La gita successiva mira all’Embler (o Engin) Tepe, con i suoi 3723 metri la montagna più alta della regione. Vetta raggiunta! Il fianco è ripulito dal vento, e durante la discesa accade di toccare qualche pietra. Una volta ancora scendiamo nella valle dell’Emli, con i suoi radi alberi, e da qui in direzione sud-est verso l’Alaça. Sull’ampia sella – nonostante il sole – il vento soffia forte. Una raffica stende a terra sette degli undici sciatori!
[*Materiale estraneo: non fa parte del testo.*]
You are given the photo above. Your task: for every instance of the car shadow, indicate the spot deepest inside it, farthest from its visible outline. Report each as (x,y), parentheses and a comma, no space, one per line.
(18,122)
Il fatto che la guida Özgür non padroneggi l’arte dello sci ha anche i suoi lati positivi: a ogni rientro, lui e l’autista locale hanno già allestito una piccola griglia. Ci sono salsicce, cosce di pollo, funghi ripieni, e birra gelata dalla neve.

Uscita mancata dalle gole

L’escursione più impressionante sui Tauri inizia con una sfacchinata: mezz’ora di salita con gli sci in spalla lungo la gola di Narpuz. Poi, le strettoie si alternano a tratti aperti fino a che, sotto la vetta del Demirkazik Tepe (3756 m), un ripido pendio conduce sulla cresta. La discesa attraverso la valle di Çimbar, all’inizio bene aperta, è un piacere. Con l’insufficiente mappa di Google e le poche informazioni della guida può accadere di mancare l’uscita e finire giù nella gola. Allora, di nuovo sci in spalla e, tanto per gradire, anche una discesa in corda. Cosí allunghiamo il percorso, e raggiungiamo la strada nei pressi del centro sportivo.

Con lo scilift sul secondo vulcano – o quasi

Sull’Erciyes Daği, a sud della città di Kayseri, sorge una piccola stazione sciistica. A fine stagione non è proprio una delizia per gli occhi: tra i blocchi degli alberghi, la neve è disseminata di rifiuti. Il primo tronco della seggiovia porta in gruppi 200 metri più in alto, il secondo non funziona. Stando ai gestori dell’impianto, il vento in alto sarebbe troppo forte. Quindi montiamo le pelli per i 1600 metri che ci separano dalla vetta. In un’ampia conca, la via porta a ovest, e quindi nuovamente verso sud fino all’anticima. Sopra c’è l’uragano. La stretta cresta si fa pericolosa e il sogno della vetta rimane tale. Iniziamo quindi la discesa, che si rivela un vero piacere. Sotto, nelle vallate, fioriscono albicocchi e mandorli – e la griglia ci attende.